Inclusion Criteria: Relapsed/Refractory AML patients Positive for any of CD33, CD38, CD56, CD117, CD123, CD34, or Muc1.(cytology, genetic testing) Estimated survival time is more than 3 months in multiple myeloma,and Karnofsky Performance Status（KPS) score is more than 80. No cytapheresis and cell separation contraindication. Hemoglobin is more than 80 gram per litre. The function of important organ was satisfied:(1)cardiac ultrasound indicated that cardiac ejection fractions is more than 50%（EF≥50%）, and the electrocardiogram showed no obvious abnormality;(2)Blood oxygen saturation is more than 90%（SpO2≥90%）;(3)Creatinine（Cr） is less than 2.5 times the upper limit of normal;(4)Alanine transaminase（ALT）and glutamic-oxalacetic transaminase（AST）is less than 3 times the upper limit of normal,and total bilirubin is less than 2 milligram per deciliter(TBil≤2.0mg/dL). After discussion by the expert group, the patient's condition was analyzed and combined with the general physical condition of the patient, the benefit of participating in the clinical trial was greater than the risk. Volunteered for this clinical trail and signed a consent form . Currently, chemotherapy and approved targeted therapies are ineffective for the patients.Or patients cannot tolerate current chemotherapy. Exclusion Criteria: Active other disease and cannot control after treatment. Patients with actively infection of Hepatitis B Virus (HBV) or Hepatitis C Virus (HCV). Severe psychiatric disorder or other disease in central nervous system. Patients are infected with fungus,bacteria or virus,and are difficult to control after treatment. Patients with infection of HIV . Pregnant or lactating women.

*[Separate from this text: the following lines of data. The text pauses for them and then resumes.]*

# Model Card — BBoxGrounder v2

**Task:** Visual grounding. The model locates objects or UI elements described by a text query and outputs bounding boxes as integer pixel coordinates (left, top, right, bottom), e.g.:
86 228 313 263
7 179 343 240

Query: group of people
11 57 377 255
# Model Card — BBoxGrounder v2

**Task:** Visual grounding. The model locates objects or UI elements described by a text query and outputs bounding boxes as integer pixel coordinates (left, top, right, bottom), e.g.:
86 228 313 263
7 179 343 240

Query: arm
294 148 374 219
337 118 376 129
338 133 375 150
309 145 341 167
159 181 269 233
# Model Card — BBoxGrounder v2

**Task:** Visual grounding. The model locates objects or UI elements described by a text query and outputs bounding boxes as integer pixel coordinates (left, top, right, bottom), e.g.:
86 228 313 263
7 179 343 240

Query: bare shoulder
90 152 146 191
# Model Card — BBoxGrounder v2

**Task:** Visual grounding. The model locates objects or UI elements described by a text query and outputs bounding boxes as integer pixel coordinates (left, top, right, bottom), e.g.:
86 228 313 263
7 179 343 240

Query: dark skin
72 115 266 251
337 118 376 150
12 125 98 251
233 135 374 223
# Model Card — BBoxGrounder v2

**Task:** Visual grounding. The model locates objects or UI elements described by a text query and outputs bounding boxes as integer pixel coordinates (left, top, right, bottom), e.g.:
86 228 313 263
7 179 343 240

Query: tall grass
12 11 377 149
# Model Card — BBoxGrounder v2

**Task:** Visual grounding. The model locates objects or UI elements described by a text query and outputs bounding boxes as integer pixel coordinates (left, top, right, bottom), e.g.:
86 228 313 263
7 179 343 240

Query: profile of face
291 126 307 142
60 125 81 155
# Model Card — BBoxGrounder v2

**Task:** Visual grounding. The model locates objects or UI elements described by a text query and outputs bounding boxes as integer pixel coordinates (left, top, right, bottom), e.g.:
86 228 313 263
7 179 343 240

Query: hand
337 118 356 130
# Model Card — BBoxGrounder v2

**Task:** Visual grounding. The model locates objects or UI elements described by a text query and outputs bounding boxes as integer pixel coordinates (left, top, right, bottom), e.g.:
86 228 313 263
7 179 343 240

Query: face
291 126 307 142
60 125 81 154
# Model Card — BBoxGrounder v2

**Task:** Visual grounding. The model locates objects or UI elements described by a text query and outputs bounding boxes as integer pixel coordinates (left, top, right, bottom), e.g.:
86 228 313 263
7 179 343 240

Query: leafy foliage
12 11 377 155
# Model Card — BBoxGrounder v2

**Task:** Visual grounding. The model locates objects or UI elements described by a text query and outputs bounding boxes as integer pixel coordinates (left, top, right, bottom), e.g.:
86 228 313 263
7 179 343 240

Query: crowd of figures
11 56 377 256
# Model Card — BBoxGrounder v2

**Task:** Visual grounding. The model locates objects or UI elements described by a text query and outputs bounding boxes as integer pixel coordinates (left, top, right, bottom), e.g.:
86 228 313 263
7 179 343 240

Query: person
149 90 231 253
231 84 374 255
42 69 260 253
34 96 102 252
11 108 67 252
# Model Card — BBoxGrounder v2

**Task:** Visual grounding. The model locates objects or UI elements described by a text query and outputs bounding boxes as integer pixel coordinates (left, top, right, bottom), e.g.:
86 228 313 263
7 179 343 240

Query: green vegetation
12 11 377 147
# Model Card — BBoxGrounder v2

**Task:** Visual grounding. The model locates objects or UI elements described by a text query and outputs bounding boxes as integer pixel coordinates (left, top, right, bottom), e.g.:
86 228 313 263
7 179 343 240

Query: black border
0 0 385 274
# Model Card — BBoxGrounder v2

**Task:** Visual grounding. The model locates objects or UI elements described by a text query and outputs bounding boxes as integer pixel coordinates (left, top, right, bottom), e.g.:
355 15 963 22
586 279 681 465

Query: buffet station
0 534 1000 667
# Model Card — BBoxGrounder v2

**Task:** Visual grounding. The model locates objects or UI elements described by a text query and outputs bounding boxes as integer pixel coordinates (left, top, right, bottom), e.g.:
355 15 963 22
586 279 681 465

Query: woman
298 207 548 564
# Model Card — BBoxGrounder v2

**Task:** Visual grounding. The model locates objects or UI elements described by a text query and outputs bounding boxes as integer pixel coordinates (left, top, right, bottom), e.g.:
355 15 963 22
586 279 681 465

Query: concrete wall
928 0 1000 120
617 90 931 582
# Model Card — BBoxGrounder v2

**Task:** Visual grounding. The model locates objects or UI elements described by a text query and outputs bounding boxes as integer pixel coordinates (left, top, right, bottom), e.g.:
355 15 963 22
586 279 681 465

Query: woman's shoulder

Patients who have Graft-Versus-Host Disease (GVHD) should receive systemic administration of immunosuppressive agents. Patients have received other genetic therapy products. Patients who have received systemic administration of glucocorticoid agents in one week before CART therapy. Any situation may do harm to the subjects or interfere the results. Have had Prolonged QT interval or severe heart disease in the past.